AWC 梅干し /遊遊遊遊


        
#1361/3137 空中分解2
★タイトル (PPB     )  91/12/30   1:16  ( 63)
梅干し /遊遊遊遊
★内容

 土工の仕事が終わって、今は鉄筋工が大勢入りこんでいる。 突貫工事が進
んでいる。 竹林が切り開かれて、そのあとにマンションが建つらしい。 野
山がどんどん「開発」されていく。 冬の朝、鉄筋工たちは焚火で暖をとって
仕事にかかる。 彼らは、このマンションに住むことはない。

 大晦日までに、何としても鉄筋を組み、コンクリートを打ち込まなければな
らんと、社長が怒鳴っている。 一日中降っていた雪は5〜6センチ積もって
いる。 夜になって北風も吹きはじめた。 差し入れの弁当を食って、夜業に
励む鉄筋工たち。 冷たい夜だ。

 8時過ぎになって、彼らはやっと開放された。 雑談をするでもなく、鉄筋
工たちは3人、4人とクルマに分乗して家路を急ぐ。 ひとり、遅れてマイカ
ーに乗ろうとした彼は、暗闇で両腕を掴まれた。

 「なにしゃがるんでえ」
 「・・・・・・・」
 「てめえら、なんだ」
 「・・・・・・・」
 「あんたら、誰だ」
 「・・・・・・・」

 小柄な3人が無言で彼を引きずっていく。暗くて男女は分からない。

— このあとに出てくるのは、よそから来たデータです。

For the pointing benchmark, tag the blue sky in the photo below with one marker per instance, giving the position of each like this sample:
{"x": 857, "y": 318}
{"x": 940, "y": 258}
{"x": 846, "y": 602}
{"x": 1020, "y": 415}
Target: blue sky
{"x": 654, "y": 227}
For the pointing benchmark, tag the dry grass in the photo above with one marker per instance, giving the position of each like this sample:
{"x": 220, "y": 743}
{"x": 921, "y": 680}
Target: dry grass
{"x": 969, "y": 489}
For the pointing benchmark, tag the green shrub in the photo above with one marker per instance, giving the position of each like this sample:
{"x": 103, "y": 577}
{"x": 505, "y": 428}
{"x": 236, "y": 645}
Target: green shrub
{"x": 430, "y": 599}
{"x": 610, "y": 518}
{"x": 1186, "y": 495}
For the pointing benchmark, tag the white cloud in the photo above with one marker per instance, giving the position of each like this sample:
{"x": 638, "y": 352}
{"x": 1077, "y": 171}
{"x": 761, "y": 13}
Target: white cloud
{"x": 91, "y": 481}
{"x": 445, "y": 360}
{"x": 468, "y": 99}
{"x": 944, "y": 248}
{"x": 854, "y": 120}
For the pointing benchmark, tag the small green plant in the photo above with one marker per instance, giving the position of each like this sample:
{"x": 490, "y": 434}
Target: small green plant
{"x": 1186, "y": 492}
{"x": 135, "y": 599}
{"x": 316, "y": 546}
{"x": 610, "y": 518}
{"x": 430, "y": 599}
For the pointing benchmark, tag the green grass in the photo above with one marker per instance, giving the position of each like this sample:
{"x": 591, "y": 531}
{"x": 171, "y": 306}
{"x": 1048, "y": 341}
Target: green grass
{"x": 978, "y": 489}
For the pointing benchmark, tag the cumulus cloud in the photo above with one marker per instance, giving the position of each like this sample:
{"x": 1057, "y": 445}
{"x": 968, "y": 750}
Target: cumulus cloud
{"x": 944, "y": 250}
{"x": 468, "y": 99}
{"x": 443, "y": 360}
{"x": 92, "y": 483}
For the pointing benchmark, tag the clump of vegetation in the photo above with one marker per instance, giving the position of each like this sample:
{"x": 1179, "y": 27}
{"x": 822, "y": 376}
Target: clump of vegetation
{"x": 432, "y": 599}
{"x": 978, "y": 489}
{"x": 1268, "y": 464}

が、若
い彼が恐怖を感ずるほど、3人は力が強い。 彼は工事現場につれ戻された。
 暗闇に鉄筋柱が林立している。 巨人の骸骨たちが見下ろしているようだ。
 空から雪が落ちてくる。 もう仲間たちは誰もいない。

 3人は抜刀している。 かしらのような奴が彼に命じた。

 「脱げっ」
 「ええっ?」
 「脱げっ」
 喉元に突き付けられた刃先が、ひやりと冷たい。 彼は震えながら、衣服を
 脱ぎ始めた。 脱ぎながら、「変だな?」と彼は思った。 3人組は暗がり
 でも、異様な風体をしているのが分かる。 外国人ではない。 日本人に違
 いないのだが、俺たちとは少し違っている。 ジャンパーを脱いで震えてい
 る彼に、また刃先が突き付けられる。
 「全部脱げっ」
 「金目の物はなんにも持ってない・・・・・」
 「黙って言うとおりにしろっ。 脱げっ」
 「・・・・・・・」
 仕方なく、彼はズボンも脱ぎ下着だけになった。 また、容赦なく冷たい刃
 先が、ピタピタと彼の頬を打つ。 とうとう、彼はまっぱだかにされた。
 ううーっ! 寒い! 冷たい! 3人組は、彼の衣服を奪い合って不器用に
 着込んでいる。 奴らも寒いのだ。
 「食い物っ」
 「そそ・・・そんな物はないっ」
 非情な冷たい刃先が、下腹部にあてられる。 暗闇と恐怖と寒さで、彼はガ
 タガタと震えながら、先程、食って捨てた弁当カスのところへ3人組を連れ
 ていった。 鉄筋工の仲間たち7〜8人が食った弁当カスには、梅干しとた
 くあんが少しづつ残っていた。 3人組は奪い合ってたくあんを食った。
 梅干しを頬張った時、3人組がスーッと消えた。 素裸の彼を残して・・・

 尾張の矢作橋の下で、野伏せりの3人は気がついた。
 「オレッ、変な夢を見たぞっ」
 「オレもだっ」
 「オレも変なヤツに会った」
 3人は、梅干しの種をペッと吐いた。

 永禄元年(1558年)が終わろうとしている。 あすは大晦日だ。